The first 401(k) plans were launched back in 1982, yet the volume of paperwork that plan sponsors have to deal with has only increased. They also have to manually track enrollment status and participant changes and there is a stubborn lack of visibility into the fee structure of funds, which makes it difficult to compare costs across providers.

The maintenance of a 401(k) plan has become a full-time job for sponsors and the results (measured by plan participation and fund returns) leave much to be desired.

What would it take to turn 401(k) plans into the valuable engine for retirement savings that they were intended to be? We believe that the answer lies in maximizing the use of technology. If vendors and partners could automate the time-consuming and error-prone processes of enrollment, account maintenance and reporting, plan management would become much easier. Adapting the design of the plan to fit the changing needs of the plan sponsor should take a few clicks, not dozens of forms and weeks of waiting.
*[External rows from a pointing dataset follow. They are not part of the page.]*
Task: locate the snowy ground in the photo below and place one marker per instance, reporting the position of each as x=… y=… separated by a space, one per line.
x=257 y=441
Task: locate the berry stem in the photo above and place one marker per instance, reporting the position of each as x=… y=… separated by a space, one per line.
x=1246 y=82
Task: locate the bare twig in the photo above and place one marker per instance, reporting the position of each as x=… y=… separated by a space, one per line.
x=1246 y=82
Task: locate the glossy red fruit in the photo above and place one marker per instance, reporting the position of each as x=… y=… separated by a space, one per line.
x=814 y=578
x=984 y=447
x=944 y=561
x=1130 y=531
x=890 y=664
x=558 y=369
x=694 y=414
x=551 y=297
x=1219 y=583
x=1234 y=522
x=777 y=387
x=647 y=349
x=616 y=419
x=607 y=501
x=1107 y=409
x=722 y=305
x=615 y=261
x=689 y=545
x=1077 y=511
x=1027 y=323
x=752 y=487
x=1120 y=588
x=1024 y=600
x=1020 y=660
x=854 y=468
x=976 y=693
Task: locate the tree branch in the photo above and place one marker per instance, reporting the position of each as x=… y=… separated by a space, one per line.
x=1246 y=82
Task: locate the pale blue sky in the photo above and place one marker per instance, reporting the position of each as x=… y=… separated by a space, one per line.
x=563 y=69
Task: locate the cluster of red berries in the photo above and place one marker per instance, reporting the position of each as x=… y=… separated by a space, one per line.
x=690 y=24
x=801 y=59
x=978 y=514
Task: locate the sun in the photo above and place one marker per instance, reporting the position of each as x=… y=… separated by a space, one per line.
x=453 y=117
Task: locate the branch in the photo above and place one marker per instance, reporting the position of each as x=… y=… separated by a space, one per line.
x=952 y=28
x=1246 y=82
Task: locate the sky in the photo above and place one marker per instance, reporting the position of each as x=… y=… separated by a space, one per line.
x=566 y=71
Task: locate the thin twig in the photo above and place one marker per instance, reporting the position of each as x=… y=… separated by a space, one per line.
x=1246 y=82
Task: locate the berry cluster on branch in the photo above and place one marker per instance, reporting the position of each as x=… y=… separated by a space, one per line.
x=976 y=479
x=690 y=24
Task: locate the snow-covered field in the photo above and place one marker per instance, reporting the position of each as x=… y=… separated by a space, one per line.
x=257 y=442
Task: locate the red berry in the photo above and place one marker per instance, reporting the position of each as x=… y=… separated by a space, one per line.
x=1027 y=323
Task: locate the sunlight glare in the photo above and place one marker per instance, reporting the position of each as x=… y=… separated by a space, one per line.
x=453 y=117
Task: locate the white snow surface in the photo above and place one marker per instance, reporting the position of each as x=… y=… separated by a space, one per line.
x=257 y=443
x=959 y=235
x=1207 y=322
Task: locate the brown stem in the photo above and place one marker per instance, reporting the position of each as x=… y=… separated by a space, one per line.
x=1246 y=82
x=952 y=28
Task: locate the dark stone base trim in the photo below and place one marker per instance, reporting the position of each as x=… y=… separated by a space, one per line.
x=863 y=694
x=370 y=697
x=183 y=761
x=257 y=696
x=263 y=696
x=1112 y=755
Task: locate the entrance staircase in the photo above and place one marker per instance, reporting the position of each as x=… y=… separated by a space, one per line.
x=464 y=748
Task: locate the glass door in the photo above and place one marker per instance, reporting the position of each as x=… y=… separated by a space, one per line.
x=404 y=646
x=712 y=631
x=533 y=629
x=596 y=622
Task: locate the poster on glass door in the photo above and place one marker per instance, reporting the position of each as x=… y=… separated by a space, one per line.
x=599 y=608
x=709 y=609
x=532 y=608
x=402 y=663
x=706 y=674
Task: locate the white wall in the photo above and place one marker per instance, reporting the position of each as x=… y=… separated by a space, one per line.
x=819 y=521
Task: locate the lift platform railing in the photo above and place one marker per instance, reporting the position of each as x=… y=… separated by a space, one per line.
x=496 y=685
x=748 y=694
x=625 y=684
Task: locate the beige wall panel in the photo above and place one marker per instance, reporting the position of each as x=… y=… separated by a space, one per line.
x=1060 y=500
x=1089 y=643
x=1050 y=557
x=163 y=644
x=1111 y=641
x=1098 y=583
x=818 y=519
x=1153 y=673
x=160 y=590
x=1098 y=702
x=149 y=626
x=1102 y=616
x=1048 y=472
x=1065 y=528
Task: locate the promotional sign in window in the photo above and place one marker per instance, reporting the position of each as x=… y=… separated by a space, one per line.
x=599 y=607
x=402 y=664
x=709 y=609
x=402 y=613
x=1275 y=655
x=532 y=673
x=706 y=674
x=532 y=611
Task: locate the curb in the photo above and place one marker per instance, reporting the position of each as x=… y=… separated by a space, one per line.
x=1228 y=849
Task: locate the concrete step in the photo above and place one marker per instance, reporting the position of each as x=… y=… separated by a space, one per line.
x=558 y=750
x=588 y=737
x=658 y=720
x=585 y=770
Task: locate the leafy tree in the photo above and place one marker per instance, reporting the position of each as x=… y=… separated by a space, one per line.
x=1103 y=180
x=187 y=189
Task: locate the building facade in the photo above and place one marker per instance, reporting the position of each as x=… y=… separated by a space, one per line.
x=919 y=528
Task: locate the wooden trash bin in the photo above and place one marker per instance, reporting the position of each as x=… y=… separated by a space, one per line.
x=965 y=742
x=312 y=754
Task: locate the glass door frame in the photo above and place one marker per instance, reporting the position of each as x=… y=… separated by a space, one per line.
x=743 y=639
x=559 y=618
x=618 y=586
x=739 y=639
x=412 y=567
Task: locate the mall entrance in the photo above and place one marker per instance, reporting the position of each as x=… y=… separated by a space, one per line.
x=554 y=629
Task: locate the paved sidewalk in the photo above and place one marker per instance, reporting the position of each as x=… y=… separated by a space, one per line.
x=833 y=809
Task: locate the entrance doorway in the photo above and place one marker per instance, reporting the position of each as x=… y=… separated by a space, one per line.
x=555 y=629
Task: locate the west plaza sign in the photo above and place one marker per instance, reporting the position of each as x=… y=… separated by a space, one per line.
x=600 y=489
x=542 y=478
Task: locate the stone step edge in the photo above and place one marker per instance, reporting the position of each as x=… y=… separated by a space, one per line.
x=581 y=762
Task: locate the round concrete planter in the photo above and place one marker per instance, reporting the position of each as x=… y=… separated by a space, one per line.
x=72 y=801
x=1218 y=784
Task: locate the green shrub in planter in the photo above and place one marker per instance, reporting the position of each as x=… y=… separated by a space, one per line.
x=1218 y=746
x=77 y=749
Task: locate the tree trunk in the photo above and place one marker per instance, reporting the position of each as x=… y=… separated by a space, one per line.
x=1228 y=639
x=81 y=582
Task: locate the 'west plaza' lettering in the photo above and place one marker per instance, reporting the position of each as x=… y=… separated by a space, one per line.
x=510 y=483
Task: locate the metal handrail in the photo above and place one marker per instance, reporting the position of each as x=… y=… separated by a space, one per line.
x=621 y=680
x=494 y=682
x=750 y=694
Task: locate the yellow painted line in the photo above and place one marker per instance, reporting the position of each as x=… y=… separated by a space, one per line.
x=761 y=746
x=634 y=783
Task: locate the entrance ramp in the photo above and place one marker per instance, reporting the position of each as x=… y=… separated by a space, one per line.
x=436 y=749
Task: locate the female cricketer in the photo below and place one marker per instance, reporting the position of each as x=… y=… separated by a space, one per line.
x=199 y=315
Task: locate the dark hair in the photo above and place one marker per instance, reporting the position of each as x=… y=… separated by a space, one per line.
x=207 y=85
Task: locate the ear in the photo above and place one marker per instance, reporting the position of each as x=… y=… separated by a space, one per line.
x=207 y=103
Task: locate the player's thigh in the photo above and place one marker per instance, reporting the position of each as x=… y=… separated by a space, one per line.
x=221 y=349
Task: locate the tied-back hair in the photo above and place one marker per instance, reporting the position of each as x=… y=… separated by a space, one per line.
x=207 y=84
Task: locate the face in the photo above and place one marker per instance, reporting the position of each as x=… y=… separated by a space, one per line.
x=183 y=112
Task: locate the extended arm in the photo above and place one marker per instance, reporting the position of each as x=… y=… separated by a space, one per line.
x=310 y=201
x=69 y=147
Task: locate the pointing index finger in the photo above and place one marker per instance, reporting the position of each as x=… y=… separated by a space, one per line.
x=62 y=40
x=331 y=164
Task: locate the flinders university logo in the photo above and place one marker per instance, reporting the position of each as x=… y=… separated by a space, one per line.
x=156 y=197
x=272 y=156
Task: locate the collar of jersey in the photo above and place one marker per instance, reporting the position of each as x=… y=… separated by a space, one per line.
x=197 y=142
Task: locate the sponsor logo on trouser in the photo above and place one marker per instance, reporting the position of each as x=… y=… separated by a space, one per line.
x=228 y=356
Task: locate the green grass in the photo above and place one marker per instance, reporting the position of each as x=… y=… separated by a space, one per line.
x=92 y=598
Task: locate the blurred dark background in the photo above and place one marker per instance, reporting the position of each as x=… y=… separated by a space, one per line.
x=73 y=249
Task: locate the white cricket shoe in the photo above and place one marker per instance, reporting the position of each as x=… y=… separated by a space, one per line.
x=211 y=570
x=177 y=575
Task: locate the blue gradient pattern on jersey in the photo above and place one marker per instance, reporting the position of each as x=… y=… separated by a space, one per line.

The benefits of automation should also extend to plan participants. Vestwell’s research shows that companies with automatic 401(k) enrollment can double employee participation rates. Other surveys have shown that employees with automated enrollment begin saving for retirement earlier. They also report that saving for retirement is easier. A strong 401(k) savings plan can go a long way towards retaining valued employees, recruiting new promising talent and creating better retirement outcomes.

Tips for advisors to turbocharge retirement plans

The current state of retirement savings enrollment is costly, cumbersome and confusing. If your company’s retirement plan participation statistics are disappointingly low, maybe it is time for a new approach. The 401(k) may not be the magical cure, but when used correctly it can be a powerful tool for creating peace of mind in your employee’s retirement.